1) that the expenses are ordinary and necessary,
2) that the taxpayer is away from home on business when he incurred the expense, and
3) the expense was incurred in pursuit of a trade or business.
The key words among those requirements are “away from home,” a seemingly straightforward phrase whose interpretation has spawned a lengthy case history. You see, in the eyes of the IRS, your tax home is not necessarily the same as the place where host your weekly Bunco game, receive your cherished subscription to Cracked, and store that ’69 Mustang you’ve been meaning to fix up.
The Tax Court has previously interpreted a taxpayer’s “home” under Section 162 to mean his principal place of employment and not where his personal residence is located. Mitchell v. Commissioner, 74 T.C. 578 (1980) The court also recognizes an exception to this general rule in situations where the taxpayer is away from his home on a temporary rather than indefinite or permanent basis.
In Scroggins v. Commissioner, T.C. Memo 2011-103 (2011), the taxpayer (Scroggins) and his wife lived in Georgia, but worked primarily in California. Using the taxpayer’s ATM and banking activity, the IRS argued that Scroggins spent the majority of the years at issue in California, a sufficient amount of time to make California his tax home.

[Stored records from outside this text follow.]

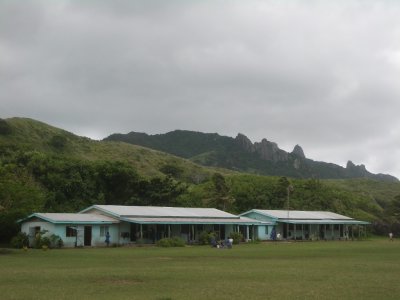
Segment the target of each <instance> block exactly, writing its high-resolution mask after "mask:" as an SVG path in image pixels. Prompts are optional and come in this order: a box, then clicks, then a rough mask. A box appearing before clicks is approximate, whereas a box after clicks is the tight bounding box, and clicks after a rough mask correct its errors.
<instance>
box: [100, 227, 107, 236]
mask: <svg viewBox="0 0 400 300" xmlns="http://www.w3.org/2000/svg"><path fill="white" fill-rule="evenodd" d="M107 232H109V229H108V226H100V236H106V234H107Z"/></svg>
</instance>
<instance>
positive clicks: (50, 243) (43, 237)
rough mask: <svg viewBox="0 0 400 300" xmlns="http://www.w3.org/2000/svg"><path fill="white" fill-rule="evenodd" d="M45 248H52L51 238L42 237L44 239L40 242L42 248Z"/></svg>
mask: <svg viewBox="0 0 400 300" xmlns="http://www.w3.org/2000/svg"><path fill="white" fill-rule="evenodd" d="M43 246H45V247H47V248H50V247H51V240H50V238H49V237H47V236H45V237H42V238H41V240H40V247H43Z"/></svg>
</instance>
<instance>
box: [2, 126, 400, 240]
mask: <svg viewBox="0 0 400 300" xmlns="http://www.w3.org/2000/svg"><path fill="white" fill-rule="evenodd" d="M171 134H175V135H177V136H180V135H182V134H184V135H185V136H187V134H188V135H191V136H192V137H193V136H195V137H196V136H198V133H192V132H174V133H171ZM200 137H201V138H199V139H197V143H194V144H191V142H190V141H191V139H188V140H181V142H179V143H178V142H176V143H175V144H174V143H172V142H171V140H170V146H169V147H170V148H172V147H174V149H175V150H174V152H175V154H176V155H178V154H179V155H181V156H186V157H190V158H192V160H193V161H191V160H189V159H186V158H180V157H178V156H175V155H172V154H167V153H164V152H160V151H156V150H151V149H149V148H146V147H143V146H137V145H132V144H128V143H125V142H121V141H119V142H116V141H94V140H91V139H89V138H86V137H79V136H76V135H74V134H72V133H70V132H67V131H65V130H62V129H59V128H55V127H52V126H50V125H47V124H44V123H42V122H38V121H35V120H31V119H24V118H11V119H6V120H1V119H0V241H8V240H9V238H10V237H11V236H12V235H14V234H15V233H16V232H17V231H18V230H19V226H18V224H17V223H16V220H18V219H19V218H22V217H25V216H26V215H28V214H30V213H32V212H74V211H78V210H80V209H83V208H85V207H87V206H89V205H92V204H121V205H160V206H186V207H216V208H220V209H224V210H227V211H231V212H233V213H240V212H243V211H246V210H249V209H252V208H266V209H282V208H287V205H288V202H287V187H288V186H289V185H292V186H293V187H294V189H293V191H292V192H291V193H290V209H299V210H331V211H334V212H338V213H342V214H345V215H349V216H353V217H355V218H360V219H363V220H369V221H372V222H374V224H375V225H374V231H375V232H377V233H383V232H385V230H388V228H390V227H391V228H395V226H397V225H396V224H399V222H398V216H399V214H398V212H400V199H398V198H399V195H400V183H399V182H397V181H382V180H371V179H368V178H363V179H341V180H318V179H302V178H294V177H296V176H287V177H283V176H281V174H279V173H278V175H279V176H263V175H255V174H250V173H241V172H238V171H235V170H228V169H223V168H216V167H205V166H201V165H199V164H196V163H195V162H194V161H202V162H203V163H205V162H207V163H205V164H208V165H211V166H212V165H218V166H219V167H220V166H221V165H220V164H214V163H213V162H215V161H225V163H226V165H227V166H231V164H232V163H233V162H236V163H239V166H240V164H241V163H243V164H247V163H248V161H249V160H250V159H254V161H253V164H252V165H250V167H246V168H247V170H248V171H254V172H256V171H257V170H258V169H257V164H258V163H259V160H257V159H256V157H255V156H253V154H252V153H250V152H247V153H243V151H242V150H241V149H243V147H244V146H245V145H244V144H243V143H242V144H240V143H239V144H238V142H237V141H235V140H234V139H231V138H227V137H220V136H218V135H217V134H208V135H203V134H200ZM163 138H165V137H163ZM212 141H214V142H213V143H212ZM211 144H212V145H213V146H212V147H210V145H211ZM160 145H164V144H163V143H161V142H160ZM167 145H168V143H167ZM215 145H218V147H215ZM164 146H165V145H164ZM160 147H161V146H160ZM227 148H229V149H230V151H231V152H230V155H228V156H226V157H224V155H223V153H224V152H223V151H222V150H224V149H227ZM275 150H276V152H275V154H274V155H275V157H279V156H282V157H284V156H285V153H283V152H280V151H279V149H275ZM241 151H242V152H241ZM267 154H268V153H266V155H267ZM294 154H295V155H297V157H302V155H301V151H300V149H298V148H297V150H296V151H294ZM280 166H281V165H280V164H279V163H277V164H276V165H273V166H271V170H279V169H280ZM274 168H275V169H274ZM231 169H233V168H231ZM237 170H240V169H239V168H237ZM291 177H292V178H291ZM297 177H298V176H297ZM397 207H398V208H399V209H397ZM394 232H396V230H395V229H394ZM399 233H400V226H399Z"/></svg>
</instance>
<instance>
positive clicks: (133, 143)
mask: <svg viewBox="0 0 400 300" xmlns="http://www.w3.org/2000/svg"><path fill="white" fill-rule="evenodd" d="M104 140H107V141H122V142H126V143H130V144H133V145H140V146H144V147H149V148H151V149H155V150H160V151H163V152H166V153H170V154H173V155H177V156H180V157H182V158H186V159H190V160H191V161H193V162H196V163H199V164H201V165H204V166H214V167H223V168H227V169H230V170H236V171H241V172H247V173H254V174H260V175H271V176H288V177H293V178H312V177H314V178H320V179H348V178H369V179H374V180H379V181H391V182H398V181H399V180H398V179H397V178H396V177H394V176H391V175H387V174H372V173H370V172H368V171H367V169H366V167H365V166H364V165H359V166H356V165H354V164H353V163H352V162H351V161H348V163H347V165H346V167H345V168H343V167H342V166H339V165H335V164H333V163H327V162H321V161H314V160H312V159H309V158H307V157H306V156H305V154H304V151H303V149H302V148H301V147H300V146H299V145H296V146H295V147H294V148H293V151H292V152H286V151H284V150H282V149H280V148H279V147H278V145H277V144H276V143H274V142H271V141H268V140H267V139H263V140H262V141H261V142H256V143H252V142H251V141H250V140H249V139H248V138H247V137H246V136H245V135H243V134H240V133H239V134H238V135H237V136H236V138H231V137H227V136H220V135H219V134H217V133H202V132H194V131H187V130H175V131H171V132H167V133H165V134H155V135H148V134H146V133H137V132H130V133H128V134H113V135H110V136H109V137H107V138H106V139H104Z"/></svg>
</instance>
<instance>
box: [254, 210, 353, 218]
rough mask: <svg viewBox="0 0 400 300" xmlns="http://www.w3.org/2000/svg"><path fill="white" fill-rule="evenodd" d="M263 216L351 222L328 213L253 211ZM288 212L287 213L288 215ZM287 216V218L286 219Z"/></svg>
mask: <svg viewBox="0 0 400 300" xmlns="http://www.w3.org/2000/svg"><path fill="white" fill-rule="evenodd" d="M252 211H254V212H258V213H261V214H264V215H268V216H271V217H273V218H276V219H286V220H287V219H290V220H293V219H296V220H353V219H352V218H350V217H347V216H343V215H339V214H336V213H333V212H329V211H301V210H289V211H287V210H263V209H254V210H252ZM288 212H289V213H288ZM288 216H289V218H288Z"/></svg>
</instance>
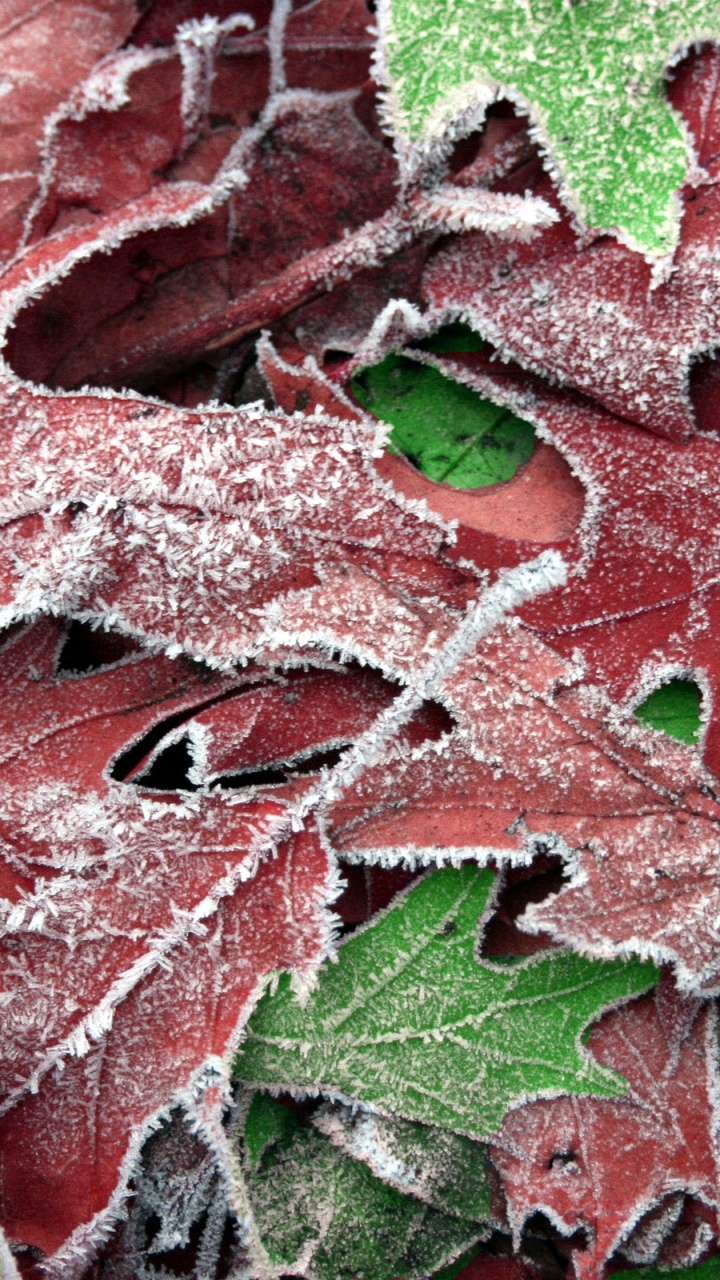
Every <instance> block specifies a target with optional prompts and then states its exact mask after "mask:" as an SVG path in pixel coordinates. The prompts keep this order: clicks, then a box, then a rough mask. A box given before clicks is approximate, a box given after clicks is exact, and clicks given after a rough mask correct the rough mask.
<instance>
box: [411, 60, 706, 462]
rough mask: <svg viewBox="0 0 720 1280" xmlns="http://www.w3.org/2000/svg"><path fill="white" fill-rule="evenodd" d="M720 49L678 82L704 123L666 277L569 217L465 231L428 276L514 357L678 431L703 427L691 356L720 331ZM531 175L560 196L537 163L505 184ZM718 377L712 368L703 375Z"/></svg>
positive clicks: (547, 189)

The Tax Court agreed, and denied all of Scroggins travel, lodging, and meals expenses related to his time in California. In reaching its decision, the court noted that because Scroggins particular line of business (medical consultant) could not be supported locally in Georgia but rather required a metropolis with large hospitals , it was “reasonably known to Mr. Scroggins that he would be employed for a very long time away from Georgia.” Also noting that Scroggins lack of local working relationships meant he had no business reason for his tax home to be in Georgia, the Tax Court concluded that Scroggins tax home was indeed in California.